From Wikipedia, the free encyclopedia
Jump to: navigation, search
The Storm on the Sea of Galilee
Rembrandt Christ in the Storm on the Lake of Galilee.jpg
Artist Rembrandt
Year 1633
Type Oil on canvas
Dimensions 160 cm × 128 cm (62.99 in × 50.39 in)
Location Whereabouts unknown since the Isabella Stewart Gardner Museum robbery in 1990

The Storm on the Sea of Galilee is a painting from 1633 by the Dutch Golden Age painter Rembrandt van Rijn that was in the Isabella Stewart Gardner Museum of Boston, Massachusetts, United States, prior to being stolen on March 18, 1990. The painting depicts the miracle of Jesus calming the storm on the Sea of Galilee, as depicted in the fourth chapter of the Gospel of Mark in the New Testament of the Christian Bible.[1] It is Rembrandt's only seascape.[2]

Theft[edit]

On the morning of March 18, 1990, thieves disguised as police officers broke into the museum and stole The Storm on the Sea of Galilee and 12 other works.[2] It is considered the biggest art theft in US history and remains unsolved.[2][3] The museum still displays the paintings' empty frames in their original locations.[4]
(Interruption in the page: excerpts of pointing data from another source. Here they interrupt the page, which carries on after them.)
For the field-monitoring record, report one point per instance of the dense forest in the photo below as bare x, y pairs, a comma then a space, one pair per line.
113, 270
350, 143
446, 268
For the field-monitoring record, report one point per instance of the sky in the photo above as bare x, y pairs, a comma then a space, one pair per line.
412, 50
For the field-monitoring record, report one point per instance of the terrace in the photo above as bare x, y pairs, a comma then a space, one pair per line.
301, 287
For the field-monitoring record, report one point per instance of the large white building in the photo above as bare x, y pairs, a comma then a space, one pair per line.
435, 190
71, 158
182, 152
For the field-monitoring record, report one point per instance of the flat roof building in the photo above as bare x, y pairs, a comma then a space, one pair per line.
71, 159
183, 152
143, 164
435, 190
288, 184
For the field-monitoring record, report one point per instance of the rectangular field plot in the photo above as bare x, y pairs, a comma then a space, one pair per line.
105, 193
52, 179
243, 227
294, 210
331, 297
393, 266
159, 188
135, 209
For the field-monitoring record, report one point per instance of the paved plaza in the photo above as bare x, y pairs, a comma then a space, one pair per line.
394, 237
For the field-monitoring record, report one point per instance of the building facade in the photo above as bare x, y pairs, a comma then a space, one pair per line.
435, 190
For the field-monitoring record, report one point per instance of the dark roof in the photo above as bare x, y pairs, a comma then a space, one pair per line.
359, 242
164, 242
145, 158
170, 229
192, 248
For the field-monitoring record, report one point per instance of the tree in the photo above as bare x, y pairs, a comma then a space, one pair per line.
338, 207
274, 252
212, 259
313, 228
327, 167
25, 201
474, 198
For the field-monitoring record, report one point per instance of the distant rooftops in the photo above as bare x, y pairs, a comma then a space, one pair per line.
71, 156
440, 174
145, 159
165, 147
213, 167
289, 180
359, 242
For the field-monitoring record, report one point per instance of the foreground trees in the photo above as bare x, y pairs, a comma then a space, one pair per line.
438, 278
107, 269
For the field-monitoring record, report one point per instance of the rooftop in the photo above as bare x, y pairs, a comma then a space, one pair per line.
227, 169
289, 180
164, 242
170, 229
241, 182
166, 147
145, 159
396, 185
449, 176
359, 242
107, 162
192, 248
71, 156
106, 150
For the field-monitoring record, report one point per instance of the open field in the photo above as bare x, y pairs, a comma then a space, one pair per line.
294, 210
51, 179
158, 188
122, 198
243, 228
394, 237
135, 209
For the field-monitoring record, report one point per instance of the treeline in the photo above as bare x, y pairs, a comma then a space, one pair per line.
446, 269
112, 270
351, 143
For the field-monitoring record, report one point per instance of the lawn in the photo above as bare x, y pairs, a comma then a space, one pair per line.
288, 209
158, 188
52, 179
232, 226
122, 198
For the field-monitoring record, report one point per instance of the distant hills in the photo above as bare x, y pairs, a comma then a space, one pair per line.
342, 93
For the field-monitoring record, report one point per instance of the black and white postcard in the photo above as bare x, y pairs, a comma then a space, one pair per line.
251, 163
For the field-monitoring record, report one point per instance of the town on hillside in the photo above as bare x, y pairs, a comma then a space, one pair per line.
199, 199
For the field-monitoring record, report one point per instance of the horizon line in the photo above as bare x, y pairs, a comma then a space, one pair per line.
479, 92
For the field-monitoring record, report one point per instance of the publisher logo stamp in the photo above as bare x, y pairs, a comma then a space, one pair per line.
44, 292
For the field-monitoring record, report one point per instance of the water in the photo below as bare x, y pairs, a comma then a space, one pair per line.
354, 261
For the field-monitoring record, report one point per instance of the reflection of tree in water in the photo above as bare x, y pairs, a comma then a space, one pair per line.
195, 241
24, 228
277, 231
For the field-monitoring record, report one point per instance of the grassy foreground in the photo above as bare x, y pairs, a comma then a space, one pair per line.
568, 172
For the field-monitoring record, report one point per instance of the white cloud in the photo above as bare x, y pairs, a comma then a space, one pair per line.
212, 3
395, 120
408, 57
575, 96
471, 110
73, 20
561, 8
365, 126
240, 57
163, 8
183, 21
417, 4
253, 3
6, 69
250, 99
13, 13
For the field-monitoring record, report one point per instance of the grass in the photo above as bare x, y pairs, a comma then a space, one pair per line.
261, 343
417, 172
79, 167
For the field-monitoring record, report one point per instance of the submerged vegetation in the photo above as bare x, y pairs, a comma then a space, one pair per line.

On March 18, 2013, the FBI announced they knew who was responsible for the crime.[5] Criminal analysis has suggested that the heist was committed by an organized crime group. There have been no conclusions made public as the investigation is ongoing.[6]

In popular culture[edit]

In The Blacklist episode "Gina Zanetakos (No. 152)" (season 1, episode 6), Raymond Reddington has possession of The Storm on the Sea of Galilee and is arranging its sale[7] to a buyer for the buyer's wedding.

The painting is referenced in the movie Trance as a stolen painting by Rembrandt.

The painting is the cover of a book called, "Against the Gods: The Remarkable Story of Risk" by Peter L. Bernstein.